Co-owner Magnora holds a strategic position within the renewable energy sector as an owner in offshore wind, onshore wind, and solar development projects and is a key enabler in solar energy technologies.

Co-owner TechnipFMC holds unique technologies, has vast experience delivering integrated EPCI (iEPCI™) projects and a demonstrated track record of industrialize new technologies. TechnipFMC has a significant fleet of installation vessels and manufacturing capacity for core components for offshore wind.

Since 2021 the team has worked on the ScotWind application, preparing for the Norwegian offshore renewables round, and exploring other potential markets – all led by Kristin Gjertsen.

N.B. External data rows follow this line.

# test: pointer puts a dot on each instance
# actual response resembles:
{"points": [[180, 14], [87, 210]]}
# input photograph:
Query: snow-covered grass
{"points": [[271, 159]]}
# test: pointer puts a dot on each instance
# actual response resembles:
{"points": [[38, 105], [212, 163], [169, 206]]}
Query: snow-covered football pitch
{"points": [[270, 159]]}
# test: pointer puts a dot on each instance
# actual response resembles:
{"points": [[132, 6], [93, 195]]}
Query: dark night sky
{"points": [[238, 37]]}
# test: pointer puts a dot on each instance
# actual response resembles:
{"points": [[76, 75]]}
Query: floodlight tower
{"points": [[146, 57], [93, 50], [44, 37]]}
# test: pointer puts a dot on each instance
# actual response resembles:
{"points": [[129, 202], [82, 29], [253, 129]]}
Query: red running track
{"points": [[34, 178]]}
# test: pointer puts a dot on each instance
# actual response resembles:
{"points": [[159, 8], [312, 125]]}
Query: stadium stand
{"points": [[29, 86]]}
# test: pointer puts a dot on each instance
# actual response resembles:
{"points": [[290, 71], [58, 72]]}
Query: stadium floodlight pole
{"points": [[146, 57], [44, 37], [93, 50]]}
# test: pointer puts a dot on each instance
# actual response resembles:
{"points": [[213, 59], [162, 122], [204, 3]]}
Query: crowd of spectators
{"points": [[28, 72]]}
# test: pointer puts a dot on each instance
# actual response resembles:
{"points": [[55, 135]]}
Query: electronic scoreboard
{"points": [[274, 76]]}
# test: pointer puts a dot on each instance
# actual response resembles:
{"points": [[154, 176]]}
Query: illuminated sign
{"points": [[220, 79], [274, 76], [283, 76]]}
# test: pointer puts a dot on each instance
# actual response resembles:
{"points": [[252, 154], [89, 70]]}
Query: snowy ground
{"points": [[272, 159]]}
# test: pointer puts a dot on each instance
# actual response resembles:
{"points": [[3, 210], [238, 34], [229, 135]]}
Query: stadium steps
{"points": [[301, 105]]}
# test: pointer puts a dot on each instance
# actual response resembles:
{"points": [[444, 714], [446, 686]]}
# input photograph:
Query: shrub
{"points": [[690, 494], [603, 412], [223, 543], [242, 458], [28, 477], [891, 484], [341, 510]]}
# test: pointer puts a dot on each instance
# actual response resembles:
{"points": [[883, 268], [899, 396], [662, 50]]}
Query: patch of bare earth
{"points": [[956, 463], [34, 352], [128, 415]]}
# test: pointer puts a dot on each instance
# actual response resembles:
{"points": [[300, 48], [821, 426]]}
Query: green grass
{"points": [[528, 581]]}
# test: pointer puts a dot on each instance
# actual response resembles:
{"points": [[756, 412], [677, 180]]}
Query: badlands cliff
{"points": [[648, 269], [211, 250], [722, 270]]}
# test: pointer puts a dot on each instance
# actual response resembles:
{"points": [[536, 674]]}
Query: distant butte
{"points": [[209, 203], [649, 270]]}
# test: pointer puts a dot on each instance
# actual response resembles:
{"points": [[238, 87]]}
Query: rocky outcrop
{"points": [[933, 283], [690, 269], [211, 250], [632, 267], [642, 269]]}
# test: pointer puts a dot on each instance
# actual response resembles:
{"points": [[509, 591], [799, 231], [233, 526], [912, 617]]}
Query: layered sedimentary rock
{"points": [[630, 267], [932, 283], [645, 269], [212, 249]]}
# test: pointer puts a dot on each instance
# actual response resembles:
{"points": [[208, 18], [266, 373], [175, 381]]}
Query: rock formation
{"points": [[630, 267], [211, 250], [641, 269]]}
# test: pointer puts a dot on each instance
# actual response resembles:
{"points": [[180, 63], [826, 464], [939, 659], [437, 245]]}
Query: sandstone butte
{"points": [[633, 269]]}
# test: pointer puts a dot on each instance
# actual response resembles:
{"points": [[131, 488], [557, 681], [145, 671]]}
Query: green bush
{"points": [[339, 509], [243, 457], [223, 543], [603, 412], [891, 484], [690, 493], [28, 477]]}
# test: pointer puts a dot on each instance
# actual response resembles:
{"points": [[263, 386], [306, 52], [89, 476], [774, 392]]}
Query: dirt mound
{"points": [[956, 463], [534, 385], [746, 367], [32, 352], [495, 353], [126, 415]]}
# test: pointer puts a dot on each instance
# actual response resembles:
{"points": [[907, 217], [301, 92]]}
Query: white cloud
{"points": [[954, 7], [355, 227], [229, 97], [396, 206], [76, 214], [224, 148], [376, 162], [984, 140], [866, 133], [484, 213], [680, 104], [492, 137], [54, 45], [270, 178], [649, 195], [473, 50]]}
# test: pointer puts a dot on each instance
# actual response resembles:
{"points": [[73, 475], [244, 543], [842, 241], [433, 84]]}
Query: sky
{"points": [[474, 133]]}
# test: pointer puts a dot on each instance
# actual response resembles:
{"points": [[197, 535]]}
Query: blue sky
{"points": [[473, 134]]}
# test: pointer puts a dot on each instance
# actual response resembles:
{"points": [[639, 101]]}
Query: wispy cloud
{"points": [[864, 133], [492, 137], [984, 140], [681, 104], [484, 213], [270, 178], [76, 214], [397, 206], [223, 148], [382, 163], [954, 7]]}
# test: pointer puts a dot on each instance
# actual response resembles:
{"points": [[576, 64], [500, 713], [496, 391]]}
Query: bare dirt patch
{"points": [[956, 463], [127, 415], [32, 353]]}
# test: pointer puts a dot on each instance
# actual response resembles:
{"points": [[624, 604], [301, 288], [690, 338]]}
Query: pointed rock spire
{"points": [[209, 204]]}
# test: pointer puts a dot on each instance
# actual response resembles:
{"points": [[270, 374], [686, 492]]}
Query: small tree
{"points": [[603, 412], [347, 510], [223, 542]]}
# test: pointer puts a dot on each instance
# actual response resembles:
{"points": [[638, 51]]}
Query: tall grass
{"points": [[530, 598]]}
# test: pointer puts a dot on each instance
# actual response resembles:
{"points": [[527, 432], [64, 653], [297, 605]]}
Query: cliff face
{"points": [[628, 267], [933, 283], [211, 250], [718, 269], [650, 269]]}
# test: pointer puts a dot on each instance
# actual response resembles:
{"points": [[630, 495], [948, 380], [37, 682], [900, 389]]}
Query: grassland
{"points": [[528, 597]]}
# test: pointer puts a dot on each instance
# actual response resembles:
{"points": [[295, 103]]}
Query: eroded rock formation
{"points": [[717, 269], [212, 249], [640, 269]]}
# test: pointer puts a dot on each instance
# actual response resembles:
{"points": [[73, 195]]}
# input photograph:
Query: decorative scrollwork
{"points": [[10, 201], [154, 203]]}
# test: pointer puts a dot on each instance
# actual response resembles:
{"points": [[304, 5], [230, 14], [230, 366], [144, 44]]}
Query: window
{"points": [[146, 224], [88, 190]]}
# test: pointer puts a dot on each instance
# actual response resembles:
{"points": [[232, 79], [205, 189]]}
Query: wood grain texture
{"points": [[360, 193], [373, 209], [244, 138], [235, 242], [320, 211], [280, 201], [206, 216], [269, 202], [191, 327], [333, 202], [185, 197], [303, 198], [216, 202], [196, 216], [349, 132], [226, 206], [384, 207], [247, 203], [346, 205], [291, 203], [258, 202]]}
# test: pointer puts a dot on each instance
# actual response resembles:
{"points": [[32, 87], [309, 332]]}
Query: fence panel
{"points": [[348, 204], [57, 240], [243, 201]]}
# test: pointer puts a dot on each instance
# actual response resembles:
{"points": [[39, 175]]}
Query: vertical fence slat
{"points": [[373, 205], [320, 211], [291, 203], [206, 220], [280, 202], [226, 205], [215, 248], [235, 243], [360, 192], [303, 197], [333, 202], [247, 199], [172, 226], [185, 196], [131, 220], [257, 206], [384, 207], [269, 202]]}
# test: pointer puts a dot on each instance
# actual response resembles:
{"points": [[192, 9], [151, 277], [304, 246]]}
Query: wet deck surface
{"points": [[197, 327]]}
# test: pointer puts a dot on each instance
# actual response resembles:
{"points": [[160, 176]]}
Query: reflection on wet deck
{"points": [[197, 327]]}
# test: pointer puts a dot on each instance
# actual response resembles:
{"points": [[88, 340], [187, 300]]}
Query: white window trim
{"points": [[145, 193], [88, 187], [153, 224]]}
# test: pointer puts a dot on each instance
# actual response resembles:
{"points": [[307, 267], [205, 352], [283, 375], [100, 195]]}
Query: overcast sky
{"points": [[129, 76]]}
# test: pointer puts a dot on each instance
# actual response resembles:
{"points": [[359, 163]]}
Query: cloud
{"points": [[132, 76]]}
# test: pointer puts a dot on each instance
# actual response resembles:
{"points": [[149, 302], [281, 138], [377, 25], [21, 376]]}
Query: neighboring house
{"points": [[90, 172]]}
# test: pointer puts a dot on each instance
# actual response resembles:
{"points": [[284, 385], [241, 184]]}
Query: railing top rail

Kristin Gjertsen holds a Master of Science from Norwegian University of Science and Technology and a Master of Business Administration from Norwegian School of Economics.​

Gjertsen is an experienced executive with expertise in project management, strategy & field development, offshore licensing processes and turnaround management. Her industrial background is mainly in Oil & Energy but she has also experience from several other industries, such as Software and Online Businesses, Aluminium, Agribusiness, Shipping and Retail Markets.​

During her more than 25-years career, Gjertsen has worked with Exxon, Accenture, Saga/Hydro/Equinor, Microsoft and Aker. She has also served on the boards of several companies within shipping, rig services and oil & energy.